Despite a relatively healthy reading for October, the data suggests that Irish consumers are continuing to be cautious with their spending.
“The October survey suggests Irish consumers are very much in a wait and see mode at the moment,” said KBC Bank Ireland’s chief economist Austin Hughes.
“Encouraging news on the economy and jobs suggests a much better outcome than might have been envisaged when the pandemic first struck but this is tempered by ongoing concerns around personal finances that hints at some element of disconnect between a booming Irish economy and a bothered Irish consumer at present,” he said.
The Irish consumer sentiment reading for October contrasts with another disappointing preliminary result for the US, which fell back close to a ten-year low this month.
“The marked pull-back in US sentiment appears to be linked to specific cut-backs in pandemic income supports, a more general sense that the new administration’s policy proposals may have overpromised and could under-deliver, sharply higher inflation and broader concerns that the US economic rebound could weaken materially through the coming year,” said Mr Hughes.
The survey for October was largely completed before the presentation of the Budget or the publication of consumer and property price inflation data on 14 October.
However, the main elements of Budget 2022 were signalled well in advance, while a rising inflation trend has become established of late.
“There is little to suggest these recent developments will markedly alter the mood of Irish consumers,” said Mr Hughes.
“Indeed, it might be argued that the economic background to the Budget that saw a marked upgrade of official forecasts for activity and employment during the survey period presented a picture of much improved ‘macro’ prospects,” he added.
The report also suggests that the announcement of Ireland’s agreement to participate in a new global tax framework provided an increased sense of stability about this country’s economic model.
“Most associated commentary, that suggested any adverse impacts of that tax framework would be manageable, may have underpinned improving sentiment on the ‘macro’ outlook,” Mr Hughes said.

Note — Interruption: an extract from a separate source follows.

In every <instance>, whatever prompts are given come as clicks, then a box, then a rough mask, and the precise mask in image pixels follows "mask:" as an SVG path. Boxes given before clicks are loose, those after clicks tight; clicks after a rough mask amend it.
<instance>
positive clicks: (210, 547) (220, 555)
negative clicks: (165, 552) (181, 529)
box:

These developments meant the October sentiment survey showed the strongest ‘macro’ reading in three years with views on general prospects for the Irish economy at their best levels since November 2018 with views on the outlook for jobs the healthiest since September 2018.
“Encouraging as these developments are, we would caution against any inference that consumers believe the Irish economy has returned to boom-time conditions – the shadow of Brexit hung heavily over the late 2018 readings,” said Mr Hughes.

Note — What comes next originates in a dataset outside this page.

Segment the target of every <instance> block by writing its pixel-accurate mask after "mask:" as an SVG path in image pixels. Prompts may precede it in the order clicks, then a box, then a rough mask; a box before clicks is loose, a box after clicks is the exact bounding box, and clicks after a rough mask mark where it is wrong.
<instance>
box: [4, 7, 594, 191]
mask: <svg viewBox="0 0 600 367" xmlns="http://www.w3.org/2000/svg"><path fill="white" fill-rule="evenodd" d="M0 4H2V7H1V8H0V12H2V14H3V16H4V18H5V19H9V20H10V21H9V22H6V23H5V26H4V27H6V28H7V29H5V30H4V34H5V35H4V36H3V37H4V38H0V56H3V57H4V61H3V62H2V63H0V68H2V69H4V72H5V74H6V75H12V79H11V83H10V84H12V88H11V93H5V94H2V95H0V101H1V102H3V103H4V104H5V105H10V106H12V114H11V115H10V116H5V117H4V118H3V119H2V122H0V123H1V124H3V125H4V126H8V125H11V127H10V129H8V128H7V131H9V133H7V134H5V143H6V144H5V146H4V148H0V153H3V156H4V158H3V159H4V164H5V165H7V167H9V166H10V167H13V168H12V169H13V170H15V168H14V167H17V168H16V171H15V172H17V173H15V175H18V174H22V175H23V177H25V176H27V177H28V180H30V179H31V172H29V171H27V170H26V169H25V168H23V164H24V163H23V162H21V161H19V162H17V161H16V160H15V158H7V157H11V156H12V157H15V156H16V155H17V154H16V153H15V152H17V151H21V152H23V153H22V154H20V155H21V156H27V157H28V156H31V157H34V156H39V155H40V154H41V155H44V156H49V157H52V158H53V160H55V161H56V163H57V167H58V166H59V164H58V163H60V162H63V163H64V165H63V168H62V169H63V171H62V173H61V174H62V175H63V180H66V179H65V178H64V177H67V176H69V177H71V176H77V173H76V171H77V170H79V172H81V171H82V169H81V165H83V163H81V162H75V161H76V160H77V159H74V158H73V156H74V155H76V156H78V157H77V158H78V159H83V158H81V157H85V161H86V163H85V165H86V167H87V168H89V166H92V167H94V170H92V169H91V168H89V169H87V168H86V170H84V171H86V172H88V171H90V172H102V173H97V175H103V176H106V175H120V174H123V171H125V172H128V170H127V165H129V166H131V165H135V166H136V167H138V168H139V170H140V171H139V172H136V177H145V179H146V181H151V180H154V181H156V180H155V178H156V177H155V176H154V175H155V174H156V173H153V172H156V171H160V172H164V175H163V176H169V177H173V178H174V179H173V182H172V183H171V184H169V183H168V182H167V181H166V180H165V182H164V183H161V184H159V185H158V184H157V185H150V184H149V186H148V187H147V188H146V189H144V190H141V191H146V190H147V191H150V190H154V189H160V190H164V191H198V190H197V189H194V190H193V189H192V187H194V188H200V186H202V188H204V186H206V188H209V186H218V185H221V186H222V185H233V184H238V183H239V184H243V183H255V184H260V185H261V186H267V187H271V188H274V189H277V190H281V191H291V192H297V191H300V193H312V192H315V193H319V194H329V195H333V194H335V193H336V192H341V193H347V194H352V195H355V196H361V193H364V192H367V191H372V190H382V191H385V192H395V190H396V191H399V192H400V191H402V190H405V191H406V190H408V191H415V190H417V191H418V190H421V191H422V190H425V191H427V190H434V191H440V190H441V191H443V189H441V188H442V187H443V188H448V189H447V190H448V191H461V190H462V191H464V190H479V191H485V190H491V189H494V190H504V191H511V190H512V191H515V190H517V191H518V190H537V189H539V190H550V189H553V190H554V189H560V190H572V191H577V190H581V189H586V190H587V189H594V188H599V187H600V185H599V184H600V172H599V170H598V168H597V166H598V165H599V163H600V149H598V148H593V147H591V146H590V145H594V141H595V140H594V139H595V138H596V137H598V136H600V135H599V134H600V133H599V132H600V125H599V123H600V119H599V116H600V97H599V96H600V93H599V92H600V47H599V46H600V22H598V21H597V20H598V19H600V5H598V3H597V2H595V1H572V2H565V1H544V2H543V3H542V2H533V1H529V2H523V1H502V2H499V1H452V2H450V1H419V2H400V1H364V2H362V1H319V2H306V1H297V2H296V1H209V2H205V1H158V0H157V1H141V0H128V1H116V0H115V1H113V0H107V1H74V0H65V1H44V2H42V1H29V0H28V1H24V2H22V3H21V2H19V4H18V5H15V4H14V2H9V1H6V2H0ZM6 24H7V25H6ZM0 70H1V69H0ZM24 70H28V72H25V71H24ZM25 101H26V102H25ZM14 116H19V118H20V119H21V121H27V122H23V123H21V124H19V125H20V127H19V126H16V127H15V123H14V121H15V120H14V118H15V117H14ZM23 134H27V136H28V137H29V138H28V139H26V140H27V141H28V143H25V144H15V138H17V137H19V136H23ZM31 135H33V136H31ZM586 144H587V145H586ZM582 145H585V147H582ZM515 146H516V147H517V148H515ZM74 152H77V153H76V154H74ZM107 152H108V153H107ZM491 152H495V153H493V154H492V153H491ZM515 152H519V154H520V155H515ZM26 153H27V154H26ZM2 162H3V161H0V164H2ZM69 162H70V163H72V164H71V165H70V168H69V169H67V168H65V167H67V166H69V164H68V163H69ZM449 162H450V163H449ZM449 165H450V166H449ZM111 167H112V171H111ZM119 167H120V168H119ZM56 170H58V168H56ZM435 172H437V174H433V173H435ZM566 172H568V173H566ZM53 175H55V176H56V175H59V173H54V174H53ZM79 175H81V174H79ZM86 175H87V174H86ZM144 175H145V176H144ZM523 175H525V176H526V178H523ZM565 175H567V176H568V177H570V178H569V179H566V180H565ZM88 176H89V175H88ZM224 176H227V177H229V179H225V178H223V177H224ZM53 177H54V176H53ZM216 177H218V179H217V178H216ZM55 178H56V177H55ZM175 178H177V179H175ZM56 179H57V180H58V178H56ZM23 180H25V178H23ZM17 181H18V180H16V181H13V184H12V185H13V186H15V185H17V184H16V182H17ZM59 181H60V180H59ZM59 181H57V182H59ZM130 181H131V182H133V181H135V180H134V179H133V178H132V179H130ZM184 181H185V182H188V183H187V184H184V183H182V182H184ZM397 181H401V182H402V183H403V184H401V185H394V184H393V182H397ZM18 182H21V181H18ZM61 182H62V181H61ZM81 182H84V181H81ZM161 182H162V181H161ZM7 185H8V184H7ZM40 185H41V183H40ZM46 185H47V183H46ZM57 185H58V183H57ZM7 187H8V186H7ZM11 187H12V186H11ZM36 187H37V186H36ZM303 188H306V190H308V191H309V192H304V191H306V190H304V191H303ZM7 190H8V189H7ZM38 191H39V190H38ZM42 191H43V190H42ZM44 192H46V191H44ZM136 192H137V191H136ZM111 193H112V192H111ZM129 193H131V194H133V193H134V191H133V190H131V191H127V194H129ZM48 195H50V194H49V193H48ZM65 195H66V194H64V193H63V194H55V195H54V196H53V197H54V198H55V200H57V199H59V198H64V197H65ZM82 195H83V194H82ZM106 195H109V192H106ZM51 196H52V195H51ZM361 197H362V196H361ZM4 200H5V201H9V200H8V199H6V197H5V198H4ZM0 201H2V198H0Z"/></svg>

The October survey contained a supplementary question asking how much consumers felt their cost of living had risen in the past twelve months.
The average increase across the 1,000 respondents to the survey was 4.9%.
“Given that the inflation figure published by the Central Statistics Office for September was 3.7% and a material further increase in the official inflation rate is expected before end-year, the sentiment survey estimate appears a reasonable barometer of current price pressures,” Mr Hughes said.
According to the data, 42% feel their personal living costs have risen by more than 5% while 25% say costs are flat or falling.
Those on lower incomes, struggling to make ends meet and outside Dublin were more likely to cite relatively large increase in living costs in past twelve months.